Over time, a variety of sacred value experimentations rise up, most of which are unfit and are quickly quashed. But, over time, the adjacent-possible landscape shifts. A revolutionary movement stumbles upon a “good-enough” solution, leverages grievance dynamics and produces a sacred value based bifurcation.

Protestantism forced a weak emperor into a no-win situation where any side he took would alienate one group or another. It precluded divide-and-rule strategy. The only sense I can make of this, is that such revolutionary strategies are less about usurping governance and more about stumbling into a mid-polity sized solution (i.e. a mid-level of selection solution).

Thus, evolutionarily, the 16th and 17th century wars of religion were less about between group dominance (i.e. which socio-political system was more fit) and more about the process by which mid sized groupings were formed and stabilized.
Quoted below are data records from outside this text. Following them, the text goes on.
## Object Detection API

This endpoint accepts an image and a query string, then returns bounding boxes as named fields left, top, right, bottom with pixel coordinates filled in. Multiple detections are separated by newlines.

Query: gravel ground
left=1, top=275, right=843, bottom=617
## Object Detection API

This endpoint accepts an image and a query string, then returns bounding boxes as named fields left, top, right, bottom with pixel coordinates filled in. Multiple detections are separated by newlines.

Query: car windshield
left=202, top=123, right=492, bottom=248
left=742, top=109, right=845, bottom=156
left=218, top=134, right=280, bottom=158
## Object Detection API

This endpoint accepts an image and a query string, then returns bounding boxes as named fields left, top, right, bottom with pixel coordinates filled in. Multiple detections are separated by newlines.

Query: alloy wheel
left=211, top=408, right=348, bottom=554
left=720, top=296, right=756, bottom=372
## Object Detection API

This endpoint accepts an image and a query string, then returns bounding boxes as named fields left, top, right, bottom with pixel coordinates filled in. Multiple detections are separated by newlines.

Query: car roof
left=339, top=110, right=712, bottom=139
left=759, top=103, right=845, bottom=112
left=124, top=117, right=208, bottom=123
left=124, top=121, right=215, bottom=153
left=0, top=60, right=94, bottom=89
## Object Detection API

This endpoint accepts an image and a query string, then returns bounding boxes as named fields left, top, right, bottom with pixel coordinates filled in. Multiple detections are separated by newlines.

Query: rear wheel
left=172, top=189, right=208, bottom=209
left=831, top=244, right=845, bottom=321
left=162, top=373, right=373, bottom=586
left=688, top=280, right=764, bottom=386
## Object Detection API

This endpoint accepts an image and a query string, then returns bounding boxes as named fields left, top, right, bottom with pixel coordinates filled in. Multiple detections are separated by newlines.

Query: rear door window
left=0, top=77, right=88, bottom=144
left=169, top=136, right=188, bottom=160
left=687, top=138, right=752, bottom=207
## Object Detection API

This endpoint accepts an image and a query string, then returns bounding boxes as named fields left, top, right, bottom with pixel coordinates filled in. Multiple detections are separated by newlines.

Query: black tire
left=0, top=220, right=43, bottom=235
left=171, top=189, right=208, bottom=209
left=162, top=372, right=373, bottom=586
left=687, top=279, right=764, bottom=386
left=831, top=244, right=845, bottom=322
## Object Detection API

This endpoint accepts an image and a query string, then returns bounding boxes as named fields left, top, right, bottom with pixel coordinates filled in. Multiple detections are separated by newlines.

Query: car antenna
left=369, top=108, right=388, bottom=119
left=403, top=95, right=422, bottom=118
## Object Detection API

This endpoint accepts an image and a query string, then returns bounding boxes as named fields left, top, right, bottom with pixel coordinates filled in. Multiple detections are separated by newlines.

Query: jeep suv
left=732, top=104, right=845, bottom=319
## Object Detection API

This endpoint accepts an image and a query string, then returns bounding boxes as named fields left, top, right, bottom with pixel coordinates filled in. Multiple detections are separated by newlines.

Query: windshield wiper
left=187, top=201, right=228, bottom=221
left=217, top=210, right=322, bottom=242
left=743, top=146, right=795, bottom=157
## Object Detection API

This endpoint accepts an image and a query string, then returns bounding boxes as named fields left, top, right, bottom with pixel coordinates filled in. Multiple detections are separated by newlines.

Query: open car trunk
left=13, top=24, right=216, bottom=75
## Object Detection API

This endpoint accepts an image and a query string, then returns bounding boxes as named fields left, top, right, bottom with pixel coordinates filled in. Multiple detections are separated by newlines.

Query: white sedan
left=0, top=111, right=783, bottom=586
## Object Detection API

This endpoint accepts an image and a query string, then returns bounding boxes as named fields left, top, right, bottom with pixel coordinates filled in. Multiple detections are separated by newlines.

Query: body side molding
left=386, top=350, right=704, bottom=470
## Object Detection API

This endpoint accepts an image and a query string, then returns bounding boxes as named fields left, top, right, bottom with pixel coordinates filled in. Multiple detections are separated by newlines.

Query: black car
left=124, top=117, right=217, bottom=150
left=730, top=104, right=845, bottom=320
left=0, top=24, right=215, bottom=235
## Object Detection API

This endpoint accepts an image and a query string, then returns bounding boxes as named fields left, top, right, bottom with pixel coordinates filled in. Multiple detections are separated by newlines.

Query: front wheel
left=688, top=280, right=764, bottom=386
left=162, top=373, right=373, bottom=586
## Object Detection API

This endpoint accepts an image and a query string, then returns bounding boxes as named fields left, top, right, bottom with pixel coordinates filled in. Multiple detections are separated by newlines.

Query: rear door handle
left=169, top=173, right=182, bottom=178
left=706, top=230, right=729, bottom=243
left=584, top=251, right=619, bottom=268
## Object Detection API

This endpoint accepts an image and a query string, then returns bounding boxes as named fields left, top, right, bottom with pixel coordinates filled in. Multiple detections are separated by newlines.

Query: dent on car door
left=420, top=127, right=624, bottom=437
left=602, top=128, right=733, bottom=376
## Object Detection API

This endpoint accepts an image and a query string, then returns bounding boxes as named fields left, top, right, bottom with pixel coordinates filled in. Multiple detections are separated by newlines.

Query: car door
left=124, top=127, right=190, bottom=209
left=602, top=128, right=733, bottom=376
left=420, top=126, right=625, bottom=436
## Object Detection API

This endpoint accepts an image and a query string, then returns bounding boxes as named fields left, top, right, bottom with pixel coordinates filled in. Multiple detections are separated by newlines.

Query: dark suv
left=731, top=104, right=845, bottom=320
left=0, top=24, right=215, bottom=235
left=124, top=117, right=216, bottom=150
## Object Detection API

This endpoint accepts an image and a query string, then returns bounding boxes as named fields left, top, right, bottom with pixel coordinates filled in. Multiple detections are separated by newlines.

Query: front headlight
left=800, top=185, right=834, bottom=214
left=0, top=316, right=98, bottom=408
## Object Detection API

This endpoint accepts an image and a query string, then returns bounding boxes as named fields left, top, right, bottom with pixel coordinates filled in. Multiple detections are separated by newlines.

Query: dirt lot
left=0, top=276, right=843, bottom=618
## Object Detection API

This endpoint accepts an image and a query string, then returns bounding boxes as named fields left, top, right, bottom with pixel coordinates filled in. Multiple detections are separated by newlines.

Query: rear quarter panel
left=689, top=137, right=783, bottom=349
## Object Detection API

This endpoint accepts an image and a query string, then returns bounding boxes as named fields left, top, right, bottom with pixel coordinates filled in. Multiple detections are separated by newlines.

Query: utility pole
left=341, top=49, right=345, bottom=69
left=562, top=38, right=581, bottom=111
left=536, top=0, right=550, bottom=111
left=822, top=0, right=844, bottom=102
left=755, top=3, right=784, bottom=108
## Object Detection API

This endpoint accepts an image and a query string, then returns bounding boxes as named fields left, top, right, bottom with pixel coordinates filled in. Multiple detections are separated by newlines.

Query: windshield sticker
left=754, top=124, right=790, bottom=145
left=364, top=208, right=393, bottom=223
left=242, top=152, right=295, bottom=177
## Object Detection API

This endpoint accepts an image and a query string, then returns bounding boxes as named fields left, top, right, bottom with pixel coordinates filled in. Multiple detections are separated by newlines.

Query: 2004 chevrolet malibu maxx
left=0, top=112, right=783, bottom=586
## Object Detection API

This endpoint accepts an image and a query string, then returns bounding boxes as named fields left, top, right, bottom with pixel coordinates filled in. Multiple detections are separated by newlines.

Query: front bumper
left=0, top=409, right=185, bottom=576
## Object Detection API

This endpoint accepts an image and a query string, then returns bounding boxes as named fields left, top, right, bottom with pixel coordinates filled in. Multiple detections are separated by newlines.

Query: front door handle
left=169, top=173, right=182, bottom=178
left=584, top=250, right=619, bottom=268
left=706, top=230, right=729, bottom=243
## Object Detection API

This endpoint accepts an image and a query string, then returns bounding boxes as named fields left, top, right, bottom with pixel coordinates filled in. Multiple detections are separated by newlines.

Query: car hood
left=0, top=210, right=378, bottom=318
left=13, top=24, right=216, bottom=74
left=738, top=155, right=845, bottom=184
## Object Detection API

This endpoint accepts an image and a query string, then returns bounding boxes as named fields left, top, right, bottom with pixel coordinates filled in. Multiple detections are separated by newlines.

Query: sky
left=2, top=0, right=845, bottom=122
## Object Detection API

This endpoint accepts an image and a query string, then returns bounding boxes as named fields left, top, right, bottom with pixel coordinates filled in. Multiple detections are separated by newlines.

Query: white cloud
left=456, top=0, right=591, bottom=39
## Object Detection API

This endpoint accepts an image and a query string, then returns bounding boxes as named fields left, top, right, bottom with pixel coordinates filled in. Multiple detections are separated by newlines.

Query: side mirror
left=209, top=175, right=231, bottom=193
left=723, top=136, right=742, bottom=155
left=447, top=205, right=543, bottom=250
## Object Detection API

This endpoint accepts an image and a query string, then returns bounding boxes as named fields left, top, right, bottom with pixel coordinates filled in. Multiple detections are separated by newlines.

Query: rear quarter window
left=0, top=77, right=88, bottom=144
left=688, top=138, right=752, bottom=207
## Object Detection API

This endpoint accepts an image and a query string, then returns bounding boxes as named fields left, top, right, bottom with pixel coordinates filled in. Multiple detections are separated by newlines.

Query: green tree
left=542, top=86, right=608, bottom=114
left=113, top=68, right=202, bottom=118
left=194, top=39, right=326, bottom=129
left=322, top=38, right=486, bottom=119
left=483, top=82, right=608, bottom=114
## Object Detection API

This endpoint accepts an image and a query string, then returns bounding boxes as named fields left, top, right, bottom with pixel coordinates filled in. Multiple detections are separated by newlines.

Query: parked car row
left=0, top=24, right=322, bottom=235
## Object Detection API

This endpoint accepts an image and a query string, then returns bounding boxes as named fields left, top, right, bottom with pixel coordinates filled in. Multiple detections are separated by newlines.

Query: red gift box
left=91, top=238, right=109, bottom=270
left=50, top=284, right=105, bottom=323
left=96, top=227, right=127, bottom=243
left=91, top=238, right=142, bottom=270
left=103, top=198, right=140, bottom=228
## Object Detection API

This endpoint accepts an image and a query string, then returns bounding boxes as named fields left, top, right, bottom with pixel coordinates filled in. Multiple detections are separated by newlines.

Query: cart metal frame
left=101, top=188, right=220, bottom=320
This has some very interesting implications for today’s grievance based culture wars. For one, it implies that Western nations may be experiencing the rise of grievance politics because:
  • they have evolved into de facto divide-and-rule governance strategies
  • their governance systems, while seemingly strong, are actually weak with respect to the levels of diversity they have to manage
  • radical social justice grievance politics have evolved into sacred value terrain in order to de-legitimize hegemonic buy-offs and force no-win governance conundrums
  • nation states and nation state confederacies (such as the US) may see the emergence of mid-sized polities. In the EU, this may be the unification of small country blocks (e.g. Poland + Hungary + Czech or Germany + France + Sweden). In the US it may be the unification of various States (or the de-facto weakening of federalism into smaller competing blocks such as the progressive coastal states and the conservative interior states).


I am certainly not saying that any of this is intentional. What I am exploring is what evolutionary role grievance based bifurcations play in social and political realms. Why do most socio-political schisms evolve into sacred value battles? 

On the surface, one can interpret it as an effective inter-group competition tool. I certainly think this is correct. But, the grievance dynamics make this an incomplete picture. Why not use grievances to gain a better negotiated settlement? Why do grievances seemingly evolve into intractable fights that almost purposefully preclude settlement via sacred value dynamics (and their natural intractability for negotiated settlement)? This is just such an unfit position that it seems there has to be a higher level of selection at play for it to make evolutionary sense...


Point 1
Tests for this rather unorthodox theory might be found during any levels of selection transition. Ideally, tests should be situated at the point where unstable higher levels of selection solidify. This might include:

I'll probably take a quick look at some of these test cases this weak to see to what extent my theory is falsified.

Point 2
The main counterpoint to this theory is that sacred value based grievances induce hegemons into giving away the farm. For instance, how many political concessions did Lutherans and Calvinists get or potentially get during the various conciliatory meetings with Charles?  Modern grievances can be seen as shifting the Overton window for their own benefit without giving up much if anything in return.

This is a solid argument. Grievance sacralization risk is that is inspires the hegemon into treating the group as unwindable, and hence ripe for extermination. Evolutionarily, this may still be fit, if martyrdom inspires insurgency and greater group cohesion. Suicide bombers probably reflect this dynamic.